Chapter 14: Abu Ghraib’s Abuses and Tortures: Understanding and Personalizing Its Horrors
Zimbardo offers thorough examinations of the perpetrators convicted in connection with the atrocities that occurred at Abu Ghraib’s prison. He constructs a compelling argument for his System design considerations. About Chip Frederick, whose sentence was the longest, Zimbardo concludes that “he could have been the best of apples in [the US military’s] good barrels.” (344). This is not a plea from Zimbardo to wholly excuse the heinous acts of these individuals, but to suggest that the influential power of the System should be considered in mitigating their sentences, and should lead to looking up the chain of command for additional liable parties.

Chapter 15: Putting the System on Trial: Command Complicity
Here Zimbardo examines the systemic problems, the plausible deniability, the admitted failure of leadership, and even the acknowledgement that the SPE’s finding had not been heeded, which have all been missing from the service of justice in this matter. He introduces, “a new kind of modern evil, ‘administrative evil,’ that constitutes the foundation of complicity of the chain of political and military command in these abuse tortures. Both public and private organizations, because they operate within a legal framework, not an ethical framework, can inflict suffering, even death, on people by following cold rationality for achieving the goals of their ideology, a master plan, a cost-benefit equation, or the bottom line of profit.” (381).
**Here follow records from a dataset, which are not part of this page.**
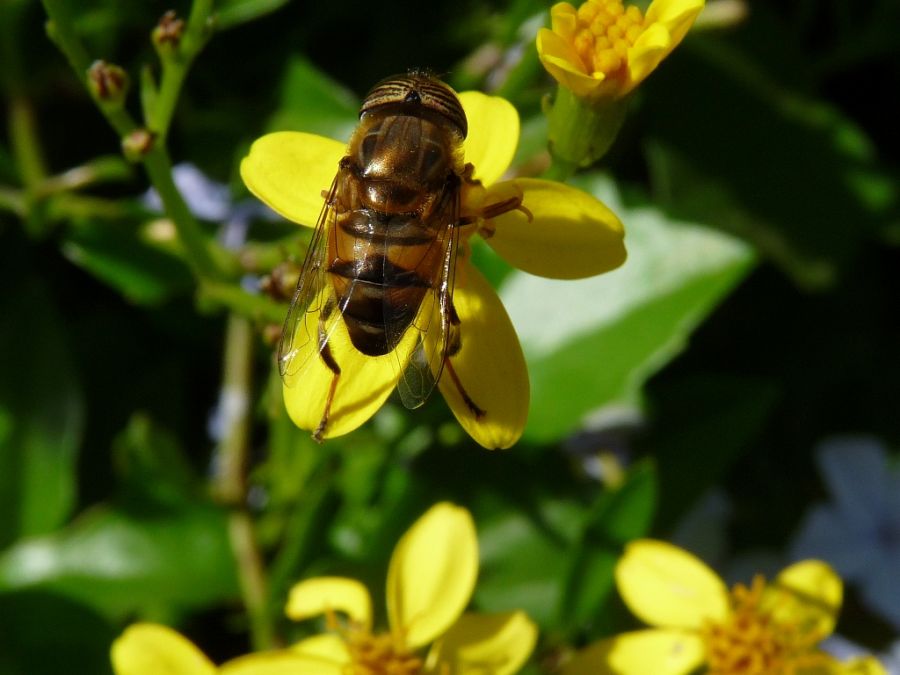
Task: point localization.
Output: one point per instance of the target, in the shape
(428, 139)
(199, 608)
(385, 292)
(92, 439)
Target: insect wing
(434, 320)
(311, 317)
Chapter 16: Resisting Situational Influences and Celebrating Heroism
Zimbardo envisions creating a “Reverse Milgram” experiment where people comply with intensifying demands to do good. Zimbardo further discusses what it means to be heroic: “For an act of personal defiance to be worthy of being considered ‘heroic,’ it must attempt to change the system, to correct an injustice, to right a wrong.” (458); “Disobedience by the individual must get translated into systemic disobedience that forces change in the situation or agency itself and not just in some operating conditions.” (459); “It is all to easy for evil situations to co-opt the intentions of good dissidents or even heroic rebels by giving them medals for their deeds and a gift certificate for keeping their opinions to themselves.” (459); “Heroism can be defined as having four key features: (a) it must be engaged in voluntarily; (b) it must involve a risk or potential sacrifice, such as the threat of death, an immediate threat to physical integrity, a long-term threat to health, or the potential for serious degradation of one’s quality of life; (c) it must be conducted in service to one or more other people or the community as a whole; and (d) it must be without secondary extrinsic gain anticipated at the time of the act.” (466). Zimbardo further explores the “Banality of Heroism” (485), explicating situational action vectors, which he states are: “group pressures and group identity, the diffusion of responsibility for the action, a temporal focus on the immediate moment without concern for consequences stemming from the act in the future, presence of social models, and commitment to an ideology.”